Ambedue hanno perso tanti miliardi e tempo a Gaza, a Beirut, a Damasco.
L’Iran teme, raccontano adesso da Teheran in molti, che la sua sconfitta si trasformi in un rovesciamento del regime; potrebbe avere una crisi isterica e passare alla bomba atomica, anche se l’attacco del 26 ottobre dei cento F35 lo ha lasciato quasi senza missili balistici e sistemi di difesa. E i suoi Hezbollah dopo il fantasmagorico attacco dei cercapersone e poi la fine dell’invincibile Nasrallah, sono l’ombra di se stessi. Israele ha sconfitto l’asse del Male. È chiaro che l’ecatombe sciita ora fa posto ai sunniti, che contano anche le peggiori organizzazioni terroriste.

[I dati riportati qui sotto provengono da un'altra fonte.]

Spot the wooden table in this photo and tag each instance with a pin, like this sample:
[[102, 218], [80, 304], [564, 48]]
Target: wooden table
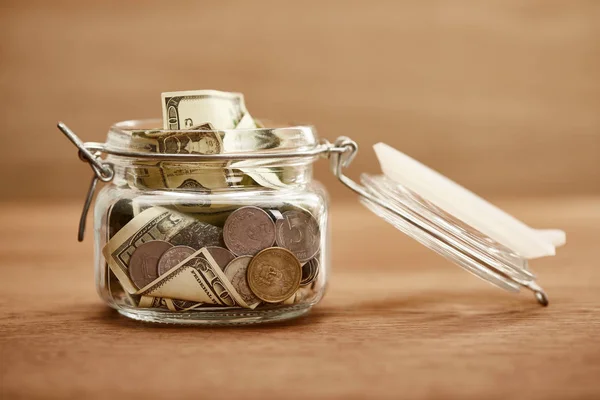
[[398, 322]]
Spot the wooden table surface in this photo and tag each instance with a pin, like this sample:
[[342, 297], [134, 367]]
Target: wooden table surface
[[398, 322]]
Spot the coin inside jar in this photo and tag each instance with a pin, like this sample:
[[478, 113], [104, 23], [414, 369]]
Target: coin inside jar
[[143, 264], [310, 271], [274, 274], [236, 272], [221, 255], [172, 257], [299, 232], [248, 230]]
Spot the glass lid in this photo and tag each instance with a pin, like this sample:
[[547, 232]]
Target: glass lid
[[451, 220]]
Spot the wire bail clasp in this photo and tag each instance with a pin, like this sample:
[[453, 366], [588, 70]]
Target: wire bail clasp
[[102, 171]]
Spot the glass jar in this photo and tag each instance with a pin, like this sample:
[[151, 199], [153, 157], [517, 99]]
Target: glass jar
[[228, 227], [222, 238]]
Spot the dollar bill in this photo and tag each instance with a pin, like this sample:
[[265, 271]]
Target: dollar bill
[[203, 139], [183, 110], [198, 279], [156, 223]]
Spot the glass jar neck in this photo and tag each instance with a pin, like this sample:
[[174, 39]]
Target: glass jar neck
[[216, 174], [203, 177]]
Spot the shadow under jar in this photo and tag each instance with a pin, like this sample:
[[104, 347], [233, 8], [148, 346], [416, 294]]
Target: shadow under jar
[[211, 240]]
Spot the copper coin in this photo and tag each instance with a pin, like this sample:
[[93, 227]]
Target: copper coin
[[143, 264], [236, 272], [221, 255], [248, 230], [310, 270], [299, 232], [172, 257], [274, 274]]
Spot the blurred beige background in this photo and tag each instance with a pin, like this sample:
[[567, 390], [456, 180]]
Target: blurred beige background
[[503, 96]]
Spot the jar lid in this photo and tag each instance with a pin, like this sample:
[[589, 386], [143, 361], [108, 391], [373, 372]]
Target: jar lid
[[456, 223]]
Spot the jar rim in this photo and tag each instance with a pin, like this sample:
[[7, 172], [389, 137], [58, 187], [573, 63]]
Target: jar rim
[[288, 138]]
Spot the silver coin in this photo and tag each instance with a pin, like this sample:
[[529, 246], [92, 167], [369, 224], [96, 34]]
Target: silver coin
[[299, 232], [248, 230], [143, 264], [172, 257], [310, 271], [235, 271], [198, 235]]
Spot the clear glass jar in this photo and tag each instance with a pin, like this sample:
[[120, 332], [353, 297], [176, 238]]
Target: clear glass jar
[[227, 227], [221, 240]]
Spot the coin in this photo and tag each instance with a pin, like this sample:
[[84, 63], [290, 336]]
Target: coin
[[310, 270], [119, 215], [198, 235], [172, 257], [248, 230], [299, 232], [274, 274], [236, 273], [143, 264], [221, 255]]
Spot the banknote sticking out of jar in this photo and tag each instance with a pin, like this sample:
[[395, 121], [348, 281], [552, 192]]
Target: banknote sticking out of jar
[[210, 217]]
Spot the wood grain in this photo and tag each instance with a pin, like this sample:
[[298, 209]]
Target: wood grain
[[398, 322], [501, 95]]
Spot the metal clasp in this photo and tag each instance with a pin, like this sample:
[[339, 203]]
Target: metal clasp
[[102, 171]]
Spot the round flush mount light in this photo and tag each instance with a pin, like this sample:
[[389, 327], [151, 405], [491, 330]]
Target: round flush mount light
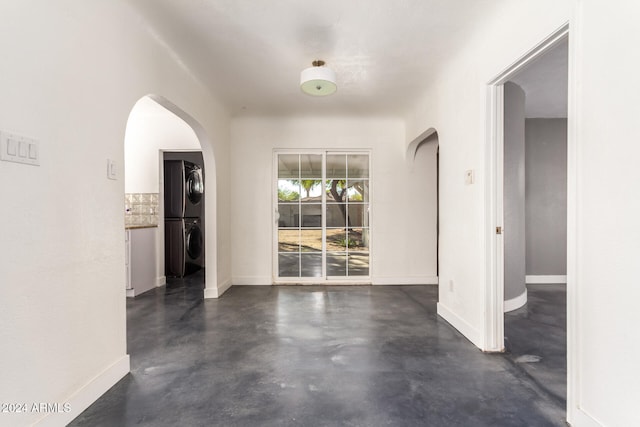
[[318, 80]]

Hanno l’appoggio di Erdogan. Ma il fattore Trump, per cui Putin e Khamenei hanno lasciato perdere Assad, può avere un suo riflesso speculare sulla parte sunnita, più esplicitamente interessata, in alcune componenti, a un rapporto con gli Usa e anche con Israele. Inoltre Israele ha imparato la lezione: non tornerà al 6 ottobre. L’Iran battuto e spaventato non è diverso dalla vecchia entità fanatica e violenta che marciava vittoriosa: Israele deve tener presente come primo fronte quello della bomba atomica.
Da una parte ha di fronte al Jolani, da verificare, e Erdogan che potrebbe anche giocare il ruolo di domatore degli estremisti. Dall’altro Khamenei, che certo sta già progettando la puntata nucleare della guerra contro Israele e l’Occidente.